Se cem praticantes de alta competição movem alguns milhões de euros se tivermos 1 milhão de praticantes a investirem 10 euros por cabeça o valor alcançado é igual a 10 milhões de euros.
O investimento público português preferindo a alta competição e o desporto profissional impede a geração de valores económicos mais elevados prejudicando as empresas que se situam a jusante e poderiam beneficiar desse esforço eficaz em regra desenvolvido pelo associativismo de base.
A criação de uma organização ao nível de Comité Olímpico para os paraolimpicos relaciona-se também com a tradição portuguesa de criação de instituições sem se saber exactamente a que fim se destina e se não era melhor usar medidas alternativas que beneficiassem ainda mais a população e os seus atletas de topo.

Anónimo disse...

Já dizia o poeta numa carta a um amigo, pedindo-lhe desculpa de tão grande a missiva pois não tinha muito tempo para a escrever mais curta.

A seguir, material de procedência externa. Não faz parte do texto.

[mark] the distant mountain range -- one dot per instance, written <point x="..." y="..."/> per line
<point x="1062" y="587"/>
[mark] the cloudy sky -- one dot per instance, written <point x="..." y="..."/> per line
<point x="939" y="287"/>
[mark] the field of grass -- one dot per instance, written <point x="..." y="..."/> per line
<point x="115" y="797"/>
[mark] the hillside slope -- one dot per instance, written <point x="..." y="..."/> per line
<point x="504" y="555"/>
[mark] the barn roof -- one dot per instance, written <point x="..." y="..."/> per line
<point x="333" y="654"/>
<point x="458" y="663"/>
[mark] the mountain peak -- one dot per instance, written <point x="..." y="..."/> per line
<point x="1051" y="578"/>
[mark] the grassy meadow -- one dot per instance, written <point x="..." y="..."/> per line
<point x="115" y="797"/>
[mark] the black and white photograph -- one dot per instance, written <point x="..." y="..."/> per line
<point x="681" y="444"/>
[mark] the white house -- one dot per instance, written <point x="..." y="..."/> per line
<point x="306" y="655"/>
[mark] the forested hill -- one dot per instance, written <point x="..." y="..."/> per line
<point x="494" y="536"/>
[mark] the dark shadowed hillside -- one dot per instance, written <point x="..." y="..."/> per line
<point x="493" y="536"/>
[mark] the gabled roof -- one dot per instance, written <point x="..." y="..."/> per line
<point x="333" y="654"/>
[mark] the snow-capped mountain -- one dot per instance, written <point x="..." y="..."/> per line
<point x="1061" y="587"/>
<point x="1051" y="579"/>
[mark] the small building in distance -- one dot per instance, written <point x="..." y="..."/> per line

Assim o fez em parte o anónimo das 17:15, ainda que em mais do que um parágrafo.

Já o autor do texto assim não fez.
Apresenta um texto um pouco longo e que aborda diferentes e importantes conteúdos do Desporto para Deficientes. Talvez se Prof. JMC resumisse as suas preocupações à "história do ovo e da galinha", o texto não necessitasse de tanta prosa.
Mas as preocupações abordadas não devem ser confundidas como de pormenores sem importância se tratassem perante tão difícil dilema que só os Deuses poderão, quiçá, resolver. Estas inquietações reflectem problemas reais e com elevada importância e que dizem respeito a ser humanos ainda que portadores de deficiências. Problemas que assim se queira não são de resolução difícil. Problemas que resolvidos serão um investimento quer a nível humano, social e económico.

Ignorar os problemas da grande maioria dos portadores de deficiência por um lado e bater palmas às medalhas dos deficientes acompanhando até com umas lágrimas a rolarem pelo rosto para se tomar o sabor salgado, não é sensibilidade, muito menos humanidade... quanto mais poderá ser má fé e hipocrisia.

Anónimo disse...

"Que são afinal a maioria"... silenciosa.